Alors que le vote des États membres de l'Union européenne est annoncé comme imminent, il s'inquiète des conséquences de ce projet pour les exploitations concernées et pour l'ensemble de la filière porcine française.
Les UCOL doivent fixer, au niveau européen, les exigences concrètes applicables aux élevages entrant dans le champ de l'IED 2.0 : niveaux d'émission, surveillance, gestion des effluents, épandage, bâtiments, stockage, alimentation ou encore techniques de réduction des émissions. Elles visent ainsi à harmoniser les obligations environnementales pesant sur ces élevages.
Or, en l'état, ces exigences adoptées à marche forcée ne sont pas applicables dans la majorité des élevages français, pour des raisons à la fois techniques et économiques. L'interprofession et l'Institut de la filière porcine estiment que leur mise en oeuvre pourrait entraîner une baisse de la production porcine française pouvant atteindre 60 %. Une telle évolution ne toucherait pas seulement les exploitations : elle condamne toute une chaîne économique et territoriale, de l'élevage à l'abattage, de la découpe à la transformation.

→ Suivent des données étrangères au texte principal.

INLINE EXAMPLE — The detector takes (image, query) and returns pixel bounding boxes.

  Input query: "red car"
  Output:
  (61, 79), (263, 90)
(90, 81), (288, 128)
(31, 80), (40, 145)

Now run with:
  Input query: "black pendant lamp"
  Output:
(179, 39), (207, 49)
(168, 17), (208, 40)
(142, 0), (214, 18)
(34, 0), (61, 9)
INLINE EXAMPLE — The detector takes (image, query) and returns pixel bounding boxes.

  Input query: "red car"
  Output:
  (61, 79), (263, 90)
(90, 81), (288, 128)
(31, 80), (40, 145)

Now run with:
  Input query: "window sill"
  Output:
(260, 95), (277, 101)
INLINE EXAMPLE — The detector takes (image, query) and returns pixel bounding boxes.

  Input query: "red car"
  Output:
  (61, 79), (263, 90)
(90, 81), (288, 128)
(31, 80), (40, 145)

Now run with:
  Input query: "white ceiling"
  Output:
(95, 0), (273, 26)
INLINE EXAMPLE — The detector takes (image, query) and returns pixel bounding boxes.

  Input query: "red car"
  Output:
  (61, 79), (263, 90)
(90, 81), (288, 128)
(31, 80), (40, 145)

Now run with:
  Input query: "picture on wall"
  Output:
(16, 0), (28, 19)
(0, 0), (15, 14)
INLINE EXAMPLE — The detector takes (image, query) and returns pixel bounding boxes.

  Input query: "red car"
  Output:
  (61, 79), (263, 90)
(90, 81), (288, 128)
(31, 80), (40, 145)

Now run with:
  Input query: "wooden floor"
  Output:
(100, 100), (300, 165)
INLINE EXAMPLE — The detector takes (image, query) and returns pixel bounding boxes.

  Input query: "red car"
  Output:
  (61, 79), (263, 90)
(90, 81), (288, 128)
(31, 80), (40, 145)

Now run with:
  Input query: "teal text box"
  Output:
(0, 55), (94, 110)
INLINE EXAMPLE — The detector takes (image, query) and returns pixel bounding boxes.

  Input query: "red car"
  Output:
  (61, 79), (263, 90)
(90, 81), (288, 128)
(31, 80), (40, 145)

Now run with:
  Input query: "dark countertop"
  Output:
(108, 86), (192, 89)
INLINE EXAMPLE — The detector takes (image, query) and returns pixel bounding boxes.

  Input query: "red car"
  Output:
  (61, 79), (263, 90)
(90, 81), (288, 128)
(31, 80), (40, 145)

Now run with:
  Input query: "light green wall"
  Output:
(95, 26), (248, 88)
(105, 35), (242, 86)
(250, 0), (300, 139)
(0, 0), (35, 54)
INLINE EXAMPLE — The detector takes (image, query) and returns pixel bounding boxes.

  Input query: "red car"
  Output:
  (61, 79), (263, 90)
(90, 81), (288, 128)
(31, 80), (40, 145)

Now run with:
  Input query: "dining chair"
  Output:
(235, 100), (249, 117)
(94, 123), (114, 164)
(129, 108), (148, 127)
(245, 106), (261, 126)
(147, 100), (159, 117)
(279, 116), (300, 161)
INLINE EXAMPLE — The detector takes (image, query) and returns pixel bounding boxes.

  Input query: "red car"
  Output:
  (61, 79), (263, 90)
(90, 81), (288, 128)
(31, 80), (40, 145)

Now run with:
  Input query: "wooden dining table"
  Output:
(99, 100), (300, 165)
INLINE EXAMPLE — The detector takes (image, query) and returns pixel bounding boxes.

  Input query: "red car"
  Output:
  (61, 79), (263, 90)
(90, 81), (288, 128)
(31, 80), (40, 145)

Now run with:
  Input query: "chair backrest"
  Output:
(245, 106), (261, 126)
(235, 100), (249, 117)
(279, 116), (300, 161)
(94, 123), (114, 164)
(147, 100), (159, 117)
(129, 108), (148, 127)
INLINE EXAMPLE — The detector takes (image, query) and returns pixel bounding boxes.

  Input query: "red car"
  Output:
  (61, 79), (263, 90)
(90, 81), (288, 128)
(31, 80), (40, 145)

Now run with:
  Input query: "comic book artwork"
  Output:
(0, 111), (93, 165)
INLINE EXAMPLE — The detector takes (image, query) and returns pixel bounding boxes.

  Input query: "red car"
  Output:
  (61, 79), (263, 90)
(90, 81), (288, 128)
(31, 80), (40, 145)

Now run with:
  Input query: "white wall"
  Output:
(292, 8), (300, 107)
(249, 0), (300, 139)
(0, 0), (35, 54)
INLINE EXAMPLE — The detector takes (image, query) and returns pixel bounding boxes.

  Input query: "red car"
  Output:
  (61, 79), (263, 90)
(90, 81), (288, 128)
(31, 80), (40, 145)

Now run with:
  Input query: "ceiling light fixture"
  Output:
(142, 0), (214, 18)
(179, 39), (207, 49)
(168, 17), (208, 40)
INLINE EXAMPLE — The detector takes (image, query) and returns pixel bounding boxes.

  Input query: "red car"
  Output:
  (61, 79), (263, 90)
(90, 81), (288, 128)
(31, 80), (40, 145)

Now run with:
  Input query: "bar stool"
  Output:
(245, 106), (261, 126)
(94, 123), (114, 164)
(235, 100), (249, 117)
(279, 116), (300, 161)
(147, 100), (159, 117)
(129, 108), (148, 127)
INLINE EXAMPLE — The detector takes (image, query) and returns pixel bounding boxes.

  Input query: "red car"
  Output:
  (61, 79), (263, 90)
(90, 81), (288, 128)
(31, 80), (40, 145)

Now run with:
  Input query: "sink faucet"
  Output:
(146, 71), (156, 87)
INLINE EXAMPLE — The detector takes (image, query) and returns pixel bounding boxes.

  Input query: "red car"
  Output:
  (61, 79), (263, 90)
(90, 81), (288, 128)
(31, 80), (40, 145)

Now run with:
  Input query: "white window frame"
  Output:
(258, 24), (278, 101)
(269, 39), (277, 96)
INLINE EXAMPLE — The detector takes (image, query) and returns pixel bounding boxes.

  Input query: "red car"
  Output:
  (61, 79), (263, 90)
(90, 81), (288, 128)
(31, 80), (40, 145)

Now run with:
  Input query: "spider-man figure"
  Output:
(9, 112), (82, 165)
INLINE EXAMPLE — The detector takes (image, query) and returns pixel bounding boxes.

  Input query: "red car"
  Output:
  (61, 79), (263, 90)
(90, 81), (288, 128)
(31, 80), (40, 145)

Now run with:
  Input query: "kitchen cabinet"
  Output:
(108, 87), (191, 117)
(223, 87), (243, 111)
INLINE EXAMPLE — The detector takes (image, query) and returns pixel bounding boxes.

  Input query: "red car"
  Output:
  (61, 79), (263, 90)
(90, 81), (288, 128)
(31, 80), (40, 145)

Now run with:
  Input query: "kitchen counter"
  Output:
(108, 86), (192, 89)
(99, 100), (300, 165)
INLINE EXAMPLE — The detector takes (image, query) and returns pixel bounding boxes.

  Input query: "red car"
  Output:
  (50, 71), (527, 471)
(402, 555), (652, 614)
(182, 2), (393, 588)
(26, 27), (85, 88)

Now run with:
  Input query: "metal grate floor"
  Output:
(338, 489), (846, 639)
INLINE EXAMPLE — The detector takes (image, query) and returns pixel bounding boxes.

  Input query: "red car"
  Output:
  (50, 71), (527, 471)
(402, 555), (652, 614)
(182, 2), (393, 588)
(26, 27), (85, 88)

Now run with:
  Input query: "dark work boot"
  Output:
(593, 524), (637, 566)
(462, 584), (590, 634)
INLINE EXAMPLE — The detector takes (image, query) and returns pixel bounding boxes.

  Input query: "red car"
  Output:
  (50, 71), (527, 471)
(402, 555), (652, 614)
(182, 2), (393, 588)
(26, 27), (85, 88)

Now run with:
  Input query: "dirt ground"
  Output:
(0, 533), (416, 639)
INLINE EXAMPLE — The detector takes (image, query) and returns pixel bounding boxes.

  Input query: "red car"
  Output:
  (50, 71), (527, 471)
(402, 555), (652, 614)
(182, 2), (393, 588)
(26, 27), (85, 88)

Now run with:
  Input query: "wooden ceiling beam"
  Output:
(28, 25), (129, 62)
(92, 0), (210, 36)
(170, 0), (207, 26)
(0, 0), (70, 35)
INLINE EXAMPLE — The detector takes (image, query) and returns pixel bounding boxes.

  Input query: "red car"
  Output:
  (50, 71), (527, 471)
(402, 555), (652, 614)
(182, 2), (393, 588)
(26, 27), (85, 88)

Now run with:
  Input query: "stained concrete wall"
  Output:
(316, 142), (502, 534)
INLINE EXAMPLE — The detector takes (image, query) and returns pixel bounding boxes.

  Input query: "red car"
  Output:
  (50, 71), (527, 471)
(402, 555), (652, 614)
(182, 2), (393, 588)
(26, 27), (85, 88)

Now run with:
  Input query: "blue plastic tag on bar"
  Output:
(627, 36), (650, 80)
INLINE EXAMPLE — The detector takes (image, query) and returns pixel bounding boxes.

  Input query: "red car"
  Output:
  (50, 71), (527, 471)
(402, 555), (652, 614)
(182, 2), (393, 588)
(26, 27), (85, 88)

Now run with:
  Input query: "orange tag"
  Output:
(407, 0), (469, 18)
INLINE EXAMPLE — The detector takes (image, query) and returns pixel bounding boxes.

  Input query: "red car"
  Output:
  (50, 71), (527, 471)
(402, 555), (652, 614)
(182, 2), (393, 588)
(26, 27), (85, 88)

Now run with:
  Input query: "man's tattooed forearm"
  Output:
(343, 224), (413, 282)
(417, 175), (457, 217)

Les rayons ne resteront pas vides, l'application d'une directive industrielle à une activité d'élevage familiaux n'entraînera finalement qu'une conséquence opérationnelle : celle de la disparition de notre spécificité agricole faite d'un tissu de fermes familiales, au profit de l'importation de produits issus de modes de production industriels.
La question posée n'est pas celle d'un recul de l'ambition environnementale, mais celle de la proportionnalité des moyens exigés. En matière d'ammoniac, polluant au coeur des plafonds nationaux d'émission, l'agriculture française respecte depuis 2023 les objectifs fixés pour 2030 par la directive 2016/2284 du 14 décembre 2016 concernant la réduction des émissions nationales de certains polluants atmosphériques, dite « NEC ». Les nouvelles exigences doivent donc tenir compte des efforts déjà accomplis et de la réalité des élevages familiaux français.
Dans un contexte géopolitique instable dans lequel la souveraineté alimentaire constitue une priorité de la Nation, il lui demande quelle position la France entend défendre sur ce sujet, si le Gouvernement demandera une réécriture profonde du projet afin que les règles soient proportionnées aux réalités des élevages familiaux et quelles garanties il entend obtenir pour éviter que ces nouvelles exigences ne provoquent une baisse brutale de la production porcine française et l'effondrement d'une filière stratégique pour nos territoires et pour notre souveraineté alimentaire.
- page 2510
En attente de réponse du Ministère de la transition écologique, de la biodiversité et des négociations internationales sur le climat et la nature.